Thick hair can take ages to style because it's just so, well, thick. That's why when you're totally crunched for time, hot rollers are a sure bet for getting curls and volume into your hair in the minimum amount of time. Hot rollers heat up quickly, come in a variety of sizes so you can control the curl size, and you can take them out and shake out your hair as soon as they cool down.
If what you crave is tons of volume, with just a bit of curl, then Velcro rollers are exactly what the hair doctor ordered. Velcro rollers come in huge sizes and can lift your roots like no other styling tool can. They're a breeze to put in and they stick to your hair, so there's no need for clips to hold them in. You'll want to mist each section with a little bit of styling spray to make the waves stick, then take the rollers out once your hair has dried. These no-heat-needed rollers are especially good for dry hair that can't stand too much heat exposure.
Craving spiral-like curls? The only rollers that are really going to get that much curl in thick hair are bendable stick rollers. These babies are flexible, foam-covered rods that you wrap sections of hair around in a coil-like pattern. You can wrap your hair damp or dry (misted with some styling spray), but damp, thick hair does take a long time to dry, so plan accordingly.
When you pair rollers and thick hair, you can get some seriously massive volume going on, girl.
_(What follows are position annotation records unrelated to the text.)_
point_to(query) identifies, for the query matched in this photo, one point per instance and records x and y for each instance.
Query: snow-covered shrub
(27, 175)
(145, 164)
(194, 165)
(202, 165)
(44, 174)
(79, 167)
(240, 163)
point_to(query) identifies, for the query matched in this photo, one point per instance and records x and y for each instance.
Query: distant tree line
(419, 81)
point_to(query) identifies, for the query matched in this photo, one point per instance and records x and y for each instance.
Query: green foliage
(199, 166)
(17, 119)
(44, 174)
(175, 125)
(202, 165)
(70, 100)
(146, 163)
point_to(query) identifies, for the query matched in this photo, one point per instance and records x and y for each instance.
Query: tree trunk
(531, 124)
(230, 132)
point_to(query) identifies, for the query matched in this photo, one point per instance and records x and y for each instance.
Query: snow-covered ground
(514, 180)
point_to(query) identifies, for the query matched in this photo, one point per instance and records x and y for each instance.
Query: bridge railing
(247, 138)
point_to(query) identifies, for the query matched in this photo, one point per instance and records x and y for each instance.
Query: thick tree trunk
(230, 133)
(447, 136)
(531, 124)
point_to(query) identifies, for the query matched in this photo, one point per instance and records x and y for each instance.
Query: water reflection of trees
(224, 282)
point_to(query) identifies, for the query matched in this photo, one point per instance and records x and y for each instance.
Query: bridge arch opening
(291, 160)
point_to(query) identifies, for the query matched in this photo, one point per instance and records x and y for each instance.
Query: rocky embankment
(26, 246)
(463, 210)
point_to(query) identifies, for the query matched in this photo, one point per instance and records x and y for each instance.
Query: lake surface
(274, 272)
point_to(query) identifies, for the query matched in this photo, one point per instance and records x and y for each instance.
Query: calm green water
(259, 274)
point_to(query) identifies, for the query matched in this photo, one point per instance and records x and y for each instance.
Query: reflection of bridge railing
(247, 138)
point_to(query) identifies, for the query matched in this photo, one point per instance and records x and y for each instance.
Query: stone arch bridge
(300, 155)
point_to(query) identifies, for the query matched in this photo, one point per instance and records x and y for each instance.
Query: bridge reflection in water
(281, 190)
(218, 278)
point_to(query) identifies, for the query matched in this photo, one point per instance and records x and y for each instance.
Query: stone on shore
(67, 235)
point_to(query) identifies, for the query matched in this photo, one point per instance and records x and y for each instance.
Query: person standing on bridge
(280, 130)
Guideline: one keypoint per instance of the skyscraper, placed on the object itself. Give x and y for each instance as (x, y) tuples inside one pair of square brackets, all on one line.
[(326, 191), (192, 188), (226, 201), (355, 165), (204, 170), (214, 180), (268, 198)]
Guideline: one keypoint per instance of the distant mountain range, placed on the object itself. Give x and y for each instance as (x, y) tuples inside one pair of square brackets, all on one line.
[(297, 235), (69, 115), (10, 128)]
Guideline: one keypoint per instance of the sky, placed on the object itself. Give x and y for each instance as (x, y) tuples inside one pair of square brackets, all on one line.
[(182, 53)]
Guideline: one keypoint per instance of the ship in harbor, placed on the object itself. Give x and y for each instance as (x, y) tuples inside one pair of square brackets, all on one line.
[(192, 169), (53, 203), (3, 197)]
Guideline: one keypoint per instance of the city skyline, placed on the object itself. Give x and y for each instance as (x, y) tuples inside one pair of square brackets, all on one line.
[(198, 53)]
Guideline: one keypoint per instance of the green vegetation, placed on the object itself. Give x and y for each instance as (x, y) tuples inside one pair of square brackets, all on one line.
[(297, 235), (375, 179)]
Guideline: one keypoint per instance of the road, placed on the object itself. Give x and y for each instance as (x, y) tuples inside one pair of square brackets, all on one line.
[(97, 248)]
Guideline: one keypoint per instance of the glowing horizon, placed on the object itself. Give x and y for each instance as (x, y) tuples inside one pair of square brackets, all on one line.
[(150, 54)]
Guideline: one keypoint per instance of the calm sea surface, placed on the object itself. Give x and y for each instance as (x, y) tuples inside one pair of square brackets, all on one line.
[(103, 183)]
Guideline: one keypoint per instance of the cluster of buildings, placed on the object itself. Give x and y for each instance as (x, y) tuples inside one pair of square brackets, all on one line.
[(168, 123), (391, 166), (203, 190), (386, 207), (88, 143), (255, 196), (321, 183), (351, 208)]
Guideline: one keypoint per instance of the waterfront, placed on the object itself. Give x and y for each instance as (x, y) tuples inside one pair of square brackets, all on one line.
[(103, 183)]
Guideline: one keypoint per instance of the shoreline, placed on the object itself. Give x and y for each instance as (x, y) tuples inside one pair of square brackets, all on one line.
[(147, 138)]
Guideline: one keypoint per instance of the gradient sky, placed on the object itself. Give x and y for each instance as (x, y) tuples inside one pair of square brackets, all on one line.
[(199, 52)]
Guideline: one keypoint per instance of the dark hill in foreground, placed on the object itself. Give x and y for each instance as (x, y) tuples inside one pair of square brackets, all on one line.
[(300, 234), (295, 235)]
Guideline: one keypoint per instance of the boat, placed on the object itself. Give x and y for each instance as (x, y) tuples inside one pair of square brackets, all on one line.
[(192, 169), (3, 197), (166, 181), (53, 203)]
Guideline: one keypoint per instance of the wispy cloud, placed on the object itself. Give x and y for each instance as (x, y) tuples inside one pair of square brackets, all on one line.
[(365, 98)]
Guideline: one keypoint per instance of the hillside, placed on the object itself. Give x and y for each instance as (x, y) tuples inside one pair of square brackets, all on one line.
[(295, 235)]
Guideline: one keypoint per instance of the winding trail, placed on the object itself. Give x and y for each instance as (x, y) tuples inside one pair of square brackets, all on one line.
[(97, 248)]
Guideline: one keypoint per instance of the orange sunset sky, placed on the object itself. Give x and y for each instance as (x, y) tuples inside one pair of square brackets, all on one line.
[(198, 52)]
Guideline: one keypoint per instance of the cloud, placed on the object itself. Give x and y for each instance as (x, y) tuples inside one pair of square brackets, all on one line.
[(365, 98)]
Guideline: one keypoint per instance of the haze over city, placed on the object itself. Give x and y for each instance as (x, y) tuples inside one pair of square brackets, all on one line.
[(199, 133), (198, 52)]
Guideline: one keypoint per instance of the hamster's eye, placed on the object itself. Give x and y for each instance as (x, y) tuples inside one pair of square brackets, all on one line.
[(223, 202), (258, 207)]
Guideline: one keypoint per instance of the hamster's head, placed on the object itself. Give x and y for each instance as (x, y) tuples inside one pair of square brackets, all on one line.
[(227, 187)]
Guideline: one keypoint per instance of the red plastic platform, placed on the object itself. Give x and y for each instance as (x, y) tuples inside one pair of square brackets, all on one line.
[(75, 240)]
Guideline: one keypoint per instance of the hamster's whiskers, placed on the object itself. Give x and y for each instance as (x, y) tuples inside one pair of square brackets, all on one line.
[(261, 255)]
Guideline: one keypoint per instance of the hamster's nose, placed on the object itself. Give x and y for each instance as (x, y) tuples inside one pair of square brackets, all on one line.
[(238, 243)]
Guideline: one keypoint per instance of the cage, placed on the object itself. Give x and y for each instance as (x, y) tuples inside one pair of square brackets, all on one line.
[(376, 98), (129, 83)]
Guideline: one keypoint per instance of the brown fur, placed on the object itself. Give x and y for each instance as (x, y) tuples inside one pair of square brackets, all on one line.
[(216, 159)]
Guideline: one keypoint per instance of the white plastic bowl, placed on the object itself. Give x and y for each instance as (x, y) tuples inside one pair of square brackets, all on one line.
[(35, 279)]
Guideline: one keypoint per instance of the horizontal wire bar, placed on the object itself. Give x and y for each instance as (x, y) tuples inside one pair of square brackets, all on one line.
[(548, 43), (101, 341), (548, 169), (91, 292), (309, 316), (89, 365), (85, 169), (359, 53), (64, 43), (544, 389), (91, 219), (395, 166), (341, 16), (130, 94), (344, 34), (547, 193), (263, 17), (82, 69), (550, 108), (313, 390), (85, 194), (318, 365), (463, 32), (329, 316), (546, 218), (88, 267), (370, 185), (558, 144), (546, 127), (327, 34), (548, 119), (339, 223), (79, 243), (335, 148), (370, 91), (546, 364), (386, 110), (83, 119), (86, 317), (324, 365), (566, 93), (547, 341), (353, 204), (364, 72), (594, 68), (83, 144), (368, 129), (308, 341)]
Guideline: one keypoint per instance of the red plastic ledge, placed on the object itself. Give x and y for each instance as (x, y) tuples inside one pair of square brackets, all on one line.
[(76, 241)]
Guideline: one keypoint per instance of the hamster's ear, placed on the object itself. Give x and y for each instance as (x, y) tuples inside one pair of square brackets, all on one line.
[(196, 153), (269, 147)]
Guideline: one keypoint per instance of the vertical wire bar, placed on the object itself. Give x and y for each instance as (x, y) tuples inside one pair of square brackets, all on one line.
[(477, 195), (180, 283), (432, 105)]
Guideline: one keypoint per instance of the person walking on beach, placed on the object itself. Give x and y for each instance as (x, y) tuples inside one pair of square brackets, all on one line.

If what you'd prefer is a little volume at the roots and more body at the ends, then you need to roll the hair sections off-base. "Off base" means that, when you roll a section of hair, the roller doesn't sit directly on top of the section's base. Instead you'll direct the hair downward when you roll it, and the roller will sit below the base of the section. This lets your roots style a little flatter so you don't end up looking like Marge Simpson's bouffant.